Natasha dengan tanpa membawa apapun, ingat saja bahwa dia baru tujuh belas tahun hari ini. Automatically, dia gak punya SIM atau bank and naik mobil sesaat setelah keluar dari aula gedung Greenland. Pikirannya terus saja berputar pada hari ini, hari kelahirannya dan hari kematian orang tuanya.

Dia berhenti berjalan, menatap sejenak zebracross dengan pikiran kosong. Tangannya menengok sejenak ke arah uang yang dia bawa dalam paperbag brown, uang pemberian manager papahnya.

Natasha tertawa, "Dark seventeen," tawa sumbang nya terdengan menyakitkan.

"Bahkan setelah mereka gak ada, aku tetep nangis,"

Natasha memang tidak pernah terlalu dekat dengan mereka, kedua orang tuanya. Sejak kecil dia di asuh oleh babysitter, itupun berganti-ganti bisa satu atau bahkan dua kali dia berganti pengasuh selama satu tahun. Maka dari itu, Natasha tidak pernah tau bagaimana rasanya menyayangi dan di sayangi oleh seseorang. Papah dan bunda juga jarang memperhatikan dirinya, keduanya hanya tau tentang 'uang adalah kebahagiaan untuk anaknya' argument mereka hanya itu.

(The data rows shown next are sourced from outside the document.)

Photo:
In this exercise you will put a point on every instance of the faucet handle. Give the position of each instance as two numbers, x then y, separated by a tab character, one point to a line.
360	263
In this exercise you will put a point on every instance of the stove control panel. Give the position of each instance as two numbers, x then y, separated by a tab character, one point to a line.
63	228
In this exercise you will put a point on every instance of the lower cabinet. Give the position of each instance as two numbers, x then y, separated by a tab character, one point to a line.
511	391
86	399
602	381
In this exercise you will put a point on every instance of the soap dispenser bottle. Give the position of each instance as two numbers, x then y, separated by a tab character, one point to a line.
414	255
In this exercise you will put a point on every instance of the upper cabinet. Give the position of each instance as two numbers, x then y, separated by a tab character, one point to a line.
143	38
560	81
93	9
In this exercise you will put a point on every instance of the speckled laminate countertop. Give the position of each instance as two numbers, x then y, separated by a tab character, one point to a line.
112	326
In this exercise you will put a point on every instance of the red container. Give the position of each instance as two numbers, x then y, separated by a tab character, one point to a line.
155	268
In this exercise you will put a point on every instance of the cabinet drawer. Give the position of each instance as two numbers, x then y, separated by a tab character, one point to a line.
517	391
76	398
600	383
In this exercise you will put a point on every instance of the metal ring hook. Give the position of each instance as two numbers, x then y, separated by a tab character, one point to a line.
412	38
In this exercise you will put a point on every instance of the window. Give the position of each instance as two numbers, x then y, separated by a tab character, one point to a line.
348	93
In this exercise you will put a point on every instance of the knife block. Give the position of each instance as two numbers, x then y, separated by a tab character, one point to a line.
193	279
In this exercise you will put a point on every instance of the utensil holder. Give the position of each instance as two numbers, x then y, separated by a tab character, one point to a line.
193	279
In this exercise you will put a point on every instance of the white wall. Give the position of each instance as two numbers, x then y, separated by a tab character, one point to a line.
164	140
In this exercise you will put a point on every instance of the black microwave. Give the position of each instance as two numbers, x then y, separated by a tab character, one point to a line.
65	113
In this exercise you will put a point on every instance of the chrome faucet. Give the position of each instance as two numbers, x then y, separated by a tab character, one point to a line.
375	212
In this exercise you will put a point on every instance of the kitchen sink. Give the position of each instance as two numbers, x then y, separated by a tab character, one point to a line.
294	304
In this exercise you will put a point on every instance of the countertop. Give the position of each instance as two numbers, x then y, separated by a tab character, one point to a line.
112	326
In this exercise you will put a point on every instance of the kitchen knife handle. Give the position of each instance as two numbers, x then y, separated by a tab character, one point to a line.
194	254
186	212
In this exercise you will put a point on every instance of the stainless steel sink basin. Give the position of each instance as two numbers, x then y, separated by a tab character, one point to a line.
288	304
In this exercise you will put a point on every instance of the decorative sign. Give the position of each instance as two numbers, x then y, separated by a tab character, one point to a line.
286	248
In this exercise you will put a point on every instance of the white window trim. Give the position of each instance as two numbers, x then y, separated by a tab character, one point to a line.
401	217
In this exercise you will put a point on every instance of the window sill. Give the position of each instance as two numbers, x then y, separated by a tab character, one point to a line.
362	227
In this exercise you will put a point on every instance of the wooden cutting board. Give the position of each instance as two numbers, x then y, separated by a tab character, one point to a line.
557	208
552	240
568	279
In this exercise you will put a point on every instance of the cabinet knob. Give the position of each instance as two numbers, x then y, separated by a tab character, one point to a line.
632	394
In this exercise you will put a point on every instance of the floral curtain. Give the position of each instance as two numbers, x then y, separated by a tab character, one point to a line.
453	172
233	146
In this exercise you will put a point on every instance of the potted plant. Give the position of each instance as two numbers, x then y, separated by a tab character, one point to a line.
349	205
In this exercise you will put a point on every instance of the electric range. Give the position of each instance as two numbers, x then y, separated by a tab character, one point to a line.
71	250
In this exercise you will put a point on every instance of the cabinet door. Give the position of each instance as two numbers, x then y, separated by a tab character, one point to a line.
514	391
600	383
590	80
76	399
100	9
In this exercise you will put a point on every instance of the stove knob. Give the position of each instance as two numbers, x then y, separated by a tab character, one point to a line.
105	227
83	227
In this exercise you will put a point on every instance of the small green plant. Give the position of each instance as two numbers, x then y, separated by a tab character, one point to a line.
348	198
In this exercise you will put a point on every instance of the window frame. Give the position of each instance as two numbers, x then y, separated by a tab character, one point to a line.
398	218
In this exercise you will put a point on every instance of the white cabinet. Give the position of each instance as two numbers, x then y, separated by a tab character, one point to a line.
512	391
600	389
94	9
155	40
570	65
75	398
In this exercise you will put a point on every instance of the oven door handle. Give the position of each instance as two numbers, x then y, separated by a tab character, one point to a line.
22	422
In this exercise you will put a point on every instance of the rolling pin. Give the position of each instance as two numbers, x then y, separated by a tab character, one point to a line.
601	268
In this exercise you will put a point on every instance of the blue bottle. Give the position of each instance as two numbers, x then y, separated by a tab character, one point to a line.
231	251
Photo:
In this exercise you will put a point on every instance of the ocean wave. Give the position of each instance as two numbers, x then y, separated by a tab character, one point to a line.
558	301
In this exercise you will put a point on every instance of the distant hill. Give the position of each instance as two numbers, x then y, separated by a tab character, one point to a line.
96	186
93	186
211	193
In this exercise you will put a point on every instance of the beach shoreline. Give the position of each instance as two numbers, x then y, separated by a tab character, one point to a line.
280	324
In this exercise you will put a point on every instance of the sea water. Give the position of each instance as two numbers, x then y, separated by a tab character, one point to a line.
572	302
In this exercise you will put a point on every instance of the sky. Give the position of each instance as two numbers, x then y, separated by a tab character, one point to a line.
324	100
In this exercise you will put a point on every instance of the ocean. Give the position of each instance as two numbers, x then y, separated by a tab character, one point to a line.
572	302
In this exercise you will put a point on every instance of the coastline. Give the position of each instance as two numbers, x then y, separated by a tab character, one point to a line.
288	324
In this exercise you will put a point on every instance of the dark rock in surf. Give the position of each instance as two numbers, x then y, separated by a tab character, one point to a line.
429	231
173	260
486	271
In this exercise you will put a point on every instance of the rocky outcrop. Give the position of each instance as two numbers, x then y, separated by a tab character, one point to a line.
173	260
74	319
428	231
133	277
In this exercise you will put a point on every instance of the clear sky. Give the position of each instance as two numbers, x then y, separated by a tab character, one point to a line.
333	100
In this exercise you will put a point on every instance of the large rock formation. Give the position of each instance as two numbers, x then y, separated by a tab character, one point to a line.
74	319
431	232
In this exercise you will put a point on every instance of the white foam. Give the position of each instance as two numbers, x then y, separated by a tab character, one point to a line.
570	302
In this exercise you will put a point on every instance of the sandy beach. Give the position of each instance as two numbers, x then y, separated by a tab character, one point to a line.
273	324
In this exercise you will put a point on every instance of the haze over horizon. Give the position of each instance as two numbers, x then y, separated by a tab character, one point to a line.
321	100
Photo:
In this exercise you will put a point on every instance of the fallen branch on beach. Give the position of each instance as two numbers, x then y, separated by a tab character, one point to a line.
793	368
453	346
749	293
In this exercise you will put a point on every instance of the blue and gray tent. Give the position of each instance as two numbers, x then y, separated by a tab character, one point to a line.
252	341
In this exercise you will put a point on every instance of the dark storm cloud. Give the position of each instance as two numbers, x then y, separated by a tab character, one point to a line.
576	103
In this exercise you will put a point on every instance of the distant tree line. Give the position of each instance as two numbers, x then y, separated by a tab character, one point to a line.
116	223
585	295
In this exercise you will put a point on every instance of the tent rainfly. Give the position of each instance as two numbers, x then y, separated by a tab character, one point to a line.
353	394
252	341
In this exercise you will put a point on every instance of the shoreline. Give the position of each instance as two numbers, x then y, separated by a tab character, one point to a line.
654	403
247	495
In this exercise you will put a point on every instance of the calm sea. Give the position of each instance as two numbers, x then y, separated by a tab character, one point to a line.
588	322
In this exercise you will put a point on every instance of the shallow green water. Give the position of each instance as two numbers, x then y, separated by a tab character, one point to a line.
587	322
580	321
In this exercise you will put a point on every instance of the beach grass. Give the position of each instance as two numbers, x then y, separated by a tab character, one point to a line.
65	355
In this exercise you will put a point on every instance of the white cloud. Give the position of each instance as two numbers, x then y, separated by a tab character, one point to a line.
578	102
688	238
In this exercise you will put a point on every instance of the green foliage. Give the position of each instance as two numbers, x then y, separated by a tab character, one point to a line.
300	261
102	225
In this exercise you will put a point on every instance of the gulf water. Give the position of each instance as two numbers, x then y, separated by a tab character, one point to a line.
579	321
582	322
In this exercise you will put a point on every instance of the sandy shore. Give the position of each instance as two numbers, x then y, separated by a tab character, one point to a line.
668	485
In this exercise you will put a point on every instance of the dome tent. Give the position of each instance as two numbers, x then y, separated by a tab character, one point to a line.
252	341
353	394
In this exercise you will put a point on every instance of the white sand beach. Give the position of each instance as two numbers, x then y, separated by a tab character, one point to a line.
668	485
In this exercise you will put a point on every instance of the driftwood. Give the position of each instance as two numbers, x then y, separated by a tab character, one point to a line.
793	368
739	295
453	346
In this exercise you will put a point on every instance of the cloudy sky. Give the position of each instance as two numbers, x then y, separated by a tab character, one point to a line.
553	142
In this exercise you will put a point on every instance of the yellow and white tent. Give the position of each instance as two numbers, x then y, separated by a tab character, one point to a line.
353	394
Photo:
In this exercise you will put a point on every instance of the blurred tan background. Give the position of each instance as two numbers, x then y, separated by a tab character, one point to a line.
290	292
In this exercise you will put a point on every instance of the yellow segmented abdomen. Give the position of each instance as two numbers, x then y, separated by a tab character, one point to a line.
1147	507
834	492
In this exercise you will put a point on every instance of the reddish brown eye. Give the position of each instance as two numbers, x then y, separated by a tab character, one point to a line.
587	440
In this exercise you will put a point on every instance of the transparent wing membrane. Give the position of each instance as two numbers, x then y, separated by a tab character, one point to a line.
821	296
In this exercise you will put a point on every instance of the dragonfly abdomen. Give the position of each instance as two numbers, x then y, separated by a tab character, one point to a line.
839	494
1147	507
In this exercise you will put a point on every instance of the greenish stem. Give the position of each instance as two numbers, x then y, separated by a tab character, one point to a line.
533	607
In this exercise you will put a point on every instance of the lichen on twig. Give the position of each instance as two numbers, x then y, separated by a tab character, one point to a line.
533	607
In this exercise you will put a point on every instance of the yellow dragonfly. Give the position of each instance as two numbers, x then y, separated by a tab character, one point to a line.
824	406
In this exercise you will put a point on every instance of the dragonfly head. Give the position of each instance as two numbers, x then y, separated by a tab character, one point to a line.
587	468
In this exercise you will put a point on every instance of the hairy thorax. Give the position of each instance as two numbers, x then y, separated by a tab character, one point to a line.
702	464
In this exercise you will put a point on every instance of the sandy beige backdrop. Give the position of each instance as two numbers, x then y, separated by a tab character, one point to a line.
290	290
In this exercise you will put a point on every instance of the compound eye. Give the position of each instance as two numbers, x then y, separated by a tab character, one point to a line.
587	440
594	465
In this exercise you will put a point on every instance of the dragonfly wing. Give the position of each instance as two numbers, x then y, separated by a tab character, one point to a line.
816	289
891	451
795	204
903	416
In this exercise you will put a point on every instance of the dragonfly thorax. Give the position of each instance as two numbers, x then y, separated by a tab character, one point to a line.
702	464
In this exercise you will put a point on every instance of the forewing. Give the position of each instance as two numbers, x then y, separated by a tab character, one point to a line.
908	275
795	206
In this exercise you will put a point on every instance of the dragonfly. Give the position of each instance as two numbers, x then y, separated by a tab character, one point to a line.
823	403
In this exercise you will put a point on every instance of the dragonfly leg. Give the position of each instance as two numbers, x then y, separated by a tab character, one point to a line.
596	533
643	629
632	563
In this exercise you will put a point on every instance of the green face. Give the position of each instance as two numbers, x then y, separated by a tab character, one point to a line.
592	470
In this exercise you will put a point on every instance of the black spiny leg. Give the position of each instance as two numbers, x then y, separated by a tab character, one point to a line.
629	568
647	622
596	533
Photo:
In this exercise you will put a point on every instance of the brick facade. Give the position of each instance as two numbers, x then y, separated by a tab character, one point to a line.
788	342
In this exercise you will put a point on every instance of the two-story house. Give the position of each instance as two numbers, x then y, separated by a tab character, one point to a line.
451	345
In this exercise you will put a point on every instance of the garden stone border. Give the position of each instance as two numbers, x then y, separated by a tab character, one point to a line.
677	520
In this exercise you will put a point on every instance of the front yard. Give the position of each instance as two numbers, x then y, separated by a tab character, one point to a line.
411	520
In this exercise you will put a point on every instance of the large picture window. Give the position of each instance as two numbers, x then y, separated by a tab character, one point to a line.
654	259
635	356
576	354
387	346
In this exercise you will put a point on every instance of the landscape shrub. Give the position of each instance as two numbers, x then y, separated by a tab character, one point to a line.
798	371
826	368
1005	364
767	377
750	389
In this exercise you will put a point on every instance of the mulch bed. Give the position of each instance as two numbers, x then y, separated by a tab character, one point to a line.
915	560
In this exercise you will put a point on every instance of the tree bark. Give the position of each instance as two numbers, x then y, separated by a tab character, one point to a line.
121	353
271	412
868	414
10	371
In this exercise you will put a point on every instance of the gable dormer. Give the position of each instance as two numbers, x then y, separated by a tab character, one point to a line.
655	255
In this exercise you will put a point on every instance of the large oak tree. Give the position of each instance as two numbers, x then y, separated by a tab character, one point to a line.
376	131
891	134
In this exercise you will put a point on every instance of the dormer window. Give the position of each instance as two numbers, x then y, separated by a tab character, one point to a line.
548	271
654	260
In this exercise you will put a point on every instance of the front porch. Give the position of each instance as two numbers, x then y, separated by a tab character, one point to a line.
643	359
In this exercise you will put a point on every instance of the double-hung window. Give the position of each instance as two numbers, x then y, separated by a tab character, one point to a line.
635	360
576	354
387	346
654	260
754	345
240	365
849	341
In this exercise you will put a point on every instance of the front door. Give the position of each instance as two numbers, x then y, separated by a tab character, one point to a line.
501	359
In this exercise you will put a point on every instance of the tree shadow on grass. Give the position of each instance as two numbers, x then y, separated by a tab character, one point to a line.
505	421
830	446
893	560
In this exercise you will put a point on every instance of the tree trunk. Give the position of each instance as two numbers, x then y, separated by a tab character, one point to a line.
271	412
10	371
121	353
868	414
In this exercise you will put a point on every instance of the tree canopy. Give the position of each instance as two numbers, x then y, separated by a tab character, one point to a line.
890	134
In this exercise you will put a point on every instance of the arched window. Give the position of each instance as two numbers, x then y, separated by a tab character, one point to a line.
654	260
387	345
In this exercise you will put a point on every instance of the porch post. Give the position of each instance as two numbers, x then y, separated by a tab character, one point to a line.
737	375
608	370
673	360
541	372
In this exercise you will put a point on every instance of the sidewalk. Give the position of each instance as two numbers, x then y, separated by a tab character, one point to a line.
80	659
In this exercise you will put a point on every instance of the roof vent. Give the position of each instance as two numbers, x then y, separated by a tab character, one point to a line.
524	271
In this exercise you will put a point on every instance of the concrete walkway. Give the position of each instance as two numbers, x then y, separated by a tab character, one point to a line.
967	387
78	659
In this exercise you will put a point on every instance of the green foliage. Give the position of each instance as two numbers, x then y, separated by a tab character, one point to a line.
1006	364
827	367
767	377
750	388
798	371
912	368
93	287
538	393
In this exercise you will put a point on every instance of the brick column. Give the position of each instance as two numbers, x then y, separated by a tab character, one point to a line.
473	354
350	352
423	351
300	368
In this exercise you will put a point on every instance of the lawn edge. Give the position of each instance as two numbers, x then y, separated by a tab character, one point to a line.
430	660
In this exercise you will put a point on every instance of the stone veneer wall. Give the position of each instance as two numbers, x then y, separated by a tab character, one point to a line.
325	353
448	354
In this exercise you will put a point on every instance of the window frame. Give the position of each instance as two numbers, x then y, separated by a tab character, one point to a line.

Dan Natasha pernah berpikir untuk membenci keduanya dengan tidak berhubungan selama tiga tahun, sedari dia duduk di bangku sekolah menengah atas, detik itu bahkan orang tuanya hanay berpikir tentang 'mungkin saja dia memang ingin mandiri tanpa orang tuanya' uang selalu masuk ke rekening pribadi Natasha, uang bulanan tidak pernah telat dikirim ke sekolah elite nya Simple nya adalah, Natasha hidup tidak pernah kurang jika di lihat dari sudut pandang orang lain.

Natasha menggelengkan kepalanya menghilangkan pikiran buruk untuk menyebrang sebelum lampu merah menyala, dia menyamping dan bersandar di tembok restauran yang sudah tutup. Melipat kedua kalinya dan menenggelamkan kepalanya di antara dia lutut.

"Terakhir kali aku nangis, hari ini. Hari ini aku cape, aku mau ngeluh sehari aja!" gumamnya pada diri sendiri.

Natasha memeluk dirinya dengan erat seolah-olah tanpa dirinya, dia tidak akan pernah kuat. Dia kuat karena dirinya sendiri yang menguatkan, jika sedetik saja ia hilang arah, mungkin Natasha sudah tidak ada lagi di kehidupan ini.

Belum sampai satu menit, Natasha mengusap air matanya.

"Aku belum packing baju, apartemen bukan tempat yang aman sekarang," dia bangkit menghadang taksi untuk pergi ke apartemennya.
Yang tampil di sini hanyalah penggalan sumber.